En bas, je n'avais pas bougé. A part un rapide bain, - je n'aimais pas me baigner seul -, j'avais trouvé un rocher qui semblait disposé là à seule fin de me servir de chaise-longue, et m'étais étendu au soleil sur la pierre chaude. Ce contact avec la matière, brute mais chaleureuse, m'avait réconforté doucement, sans heurt, et j'avais ainsi passé dans un semi-coma des heures dont je ne sais trop si elles étaient de conscience ou de rêve. De fait, un peu hébété et ébloui par tant de soleil, sans sortir d'une rêverie dont je ne me rappelai rien, je m'étais surpris à ramasser des arapèdes.

J'agissais par réflexe, et le dérapage brusque de la lame qui me servait de levier contre une coquille rebelle m'avait éveillé. J 'avais rassemblé un petit tas de coquillages et je m'étais décidé à en manger la chair coriace avec la joie de celui qui a gagné durement son repas. Puis j avais entrepris de dénicher un filet d'eau qui devait couler quelque part entre les rochers. Recherche hasardeuse, ponctuée de sauts, de rochers chauds en rochers brûlants, tempérée de haltes dans des flaques d'une eau épaisse et tiède. Quelques touffes d'une menthe odorante avaient trahi la source. Le reste de la journée s'était écoulé lentement. Je recommençais à me sentir vivre. Je n'étais pas précisément heureux, ni malheureux. Mon état n 'était pas encore défini. Simplement le contact avec le chaud, le dur, l'humide, m'avait comme fait reprendre pied sur la réalité.

J'établissais à nouveau des relations essentielles avec un quelque chose que je n'aurais pas su préciser, qui était à la fois extérieur et intérieur.

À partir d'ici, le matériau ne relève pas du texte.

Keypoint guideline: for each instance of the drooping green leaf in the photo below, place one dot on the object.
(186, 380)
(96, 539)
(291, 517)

Fait de ma substance comme moi de la sienne. Partie de moi-même, et moi pourtant engendré par lui.

J'avais passé là une journée où l'on se retrouve comme un enfant contre sa mère, rendu assez fort par cette proximité pour s'enhardir à faire quelques pas tout seul. Il est étrange que ce soit précisément vers le soir d'une telle journée que je l'ai vue pour la première fois. Maintenant que j'y repense, peut-être l'avais-je déjà rencontrée auparavant et ne l'avais-je même pas remarquée. Ce soir-là j'étais dans de telles dispositions que sa vue ne pouvait que me troubler. Tel le visage dévoilé de cette présence subtile qui m'avait accompagné tout le jour.

La première fois, je n'ai pas vu son regard, elle baissait les yeux vers la cruche de terre qu'elle remplissait à la fontaine. Il ne me reste presque rien de cette entrevue. Une silhouette noire, beaucoup plus une reconstitution qu'un souvenir précis. La noblesse de sa démarche, pendant qu'elle portait la cruche pleine sur la tête. Bien peu de choses. Et pourtant dans mon cœur, ce qui doit s'appeler un émoi. Quelque chose de profond et de superficiel à la fois. Un serrement et une explosion.

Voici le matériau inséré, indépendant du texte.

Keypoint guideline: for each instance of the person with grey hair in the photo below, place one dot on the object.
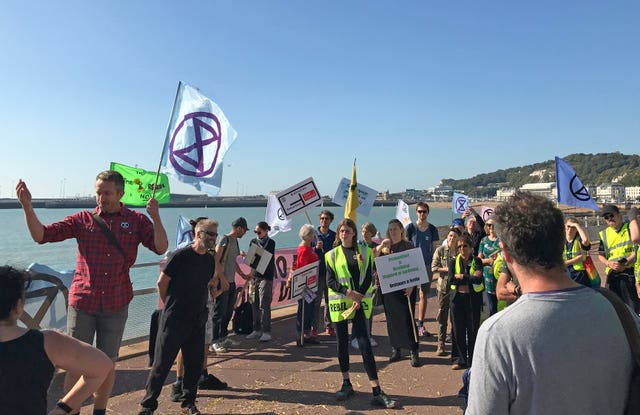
(306, 255)
(183, 287)
(543, 354)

Je ne m'étais pas rendu compte que c'était sa présence qui avait provoqué cela, et me sentant subitement très las je m'étais arrêté comme d'habitude, j'avais bu quelques gorgées de l'eau glacée et m'étais mouillé les mains et le visage. Ensuite j'avais repris la montée. Le soleil finissait paresseusement de se perdre dans la mer comme un gros ovale paterne à la limite d'une eau nacrée et d'un ciel d'opale. Les pierres du chemin avaient une couleur insolite, les herbes sèches étaient plus dorées que d'habitude, la poussière elle-même formait comme un tapis précieux. Je crois que dès ce soir-là j'étais tombé amoureux.